Tonight, the portion of the Tampa Bay area not transfixed on playoff baseball will focus on the Lightning's future skating on home ice for the first time in a real NHL game.
Tampa Bay, meet Steven Stamkos. And vice versa.
"That's what every kid dreams of growing up, playing in that first game," Stamkos said. "It was a little weird playing over in Prague for the first game. We're in North America now, our home opener. I'm excited."
Lightning fans already have caught a glimpse of what the 6-foot-1, 196-pound center from Markham, Ontario, can do on the NHL level. He played in two preseason games here, and in the two televised season-opening losses to the Rangers in the Czech Republic.
When he signed a three-year rookie deal in July worth a possible $11.175-million, expectations grew.
He had 23 minutes, 18 seconds of ice time in the first two regular-season games, with more time in the second game than the first. He has three shots, including a breakaway attempt, and was whistled for a two-minute penalty at the end of the second game, a 2-1 loss. That hooking call left Tampa Bay short-handed for the final 59.7 seconds and ended any realistic chance it had of sending the game into overtime.

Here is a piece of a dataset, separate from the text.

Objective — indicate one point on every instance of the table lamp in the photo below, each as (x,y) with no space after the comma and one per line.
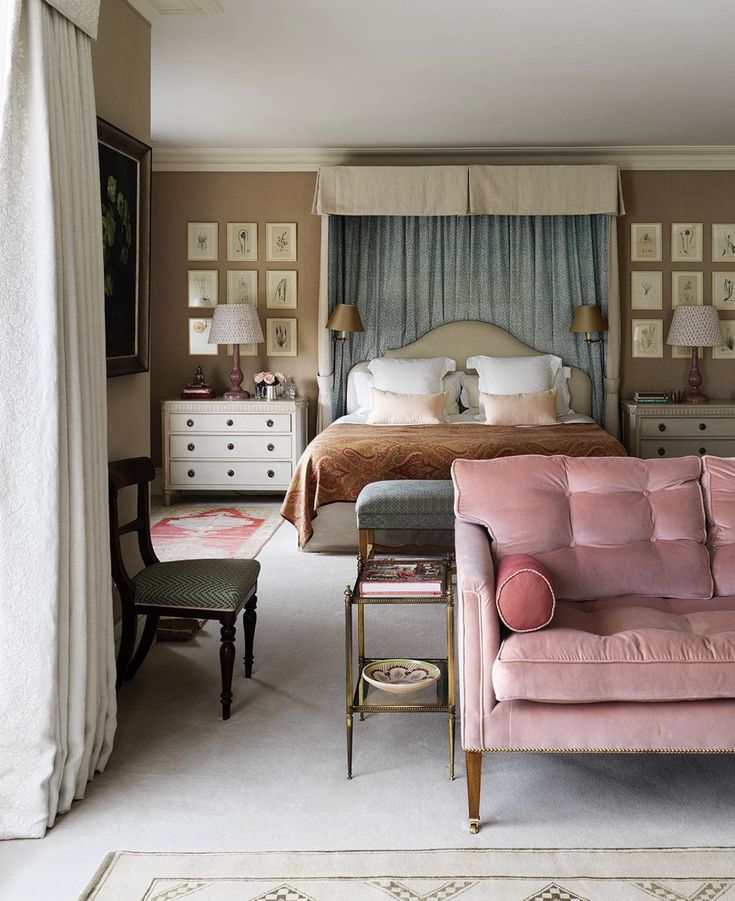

No one was dwelling on the mistake this week.
"He had great opportunities," captain Vinny Lecavalier said. "He could have had two or three goals by now. He just has to keep plugging away, and he's just going to get better every game. I think everyone's happy with the way he's playing. He's a great player, and he'll be great for a long time."
Stamkos at times has looked confident with the puck and shows an ability to create. He has been muscled around a bit by opponents and teammates, but he has shown an ability to fight through physical play.
"He's got to get more aggressive, and he mentioned it, 'I'm giving these guys too much respect,' and he is," coach Barry Melrose said. "He can skate with anybody in the world. That's what he has to get to, to want to make plays and fly."
Throughout practice this week, Stamkos could be seen racing to pucks. During breaks, he asked veterans for pointers.
It's been 10 years since Lecavalier wore rookie skates as the Lightning's No. 1 draft pick at age 18. "I think he's doing pretty well," Lecavalier said of Stamkos. "He's been with the guys for two or three weeks now, and he's fitting in very well. … When I was 18, guys took care of me, and we're doing the same thing. He's a good kid."
Melrose said Stamkos is very coachable and eager to learn and improve. He spends lots of time with veterans such as Gary Roberts and Mark Recchi, who have become mentors on the pitfalls of NHL stardom.
"Gary's talking about how to be a pro, what to do, how to practice properly, how to eat properly, how to work out properly, things like that," Melrose said. "So (Stamkos is) getting a lot of help from the older players."
Asked to compare his new weapon with others in the league, Melrose stumbled through a few thoughts, then deferred to the rookie. Stamkos said he doesn't deserve such comparisons being so new.
Some have said he is similar to Joe Sakic or Steve Yzerman. Sakic wears No. 19, as did the retired Yzerman, and that was Stamkos' number before he flipped it to No. 91 in the Ontario Hockey League because 19 was taken.
Melrose thinks of Stamkos as a throwback and fans should expect as much.
"Think about a centerman that can fly," he said. "All the guys he reminds me of are older. He's quick through the zone, he's got great acceleration, and he's got a rocket of a shot."
Stamkos is eager for his home debut. His parents and sister missed an intended trip to Prague to see his first game, but he expects them in Tampa tonight.
In the locker room, Stamkos has earned good reviews from coaches and teammates. If that's an indication of his future here, Stamkos should be every bit as good as advertised.
"When you talk to him, he's a very mature kid," wing Marty St. Louis said. "He understands what it takes to be successful. You still have a lot to learn at that age, but I think he's making strides every day. … You just have to remind him to keep it simple, do the things that brought him here and play with that confidence."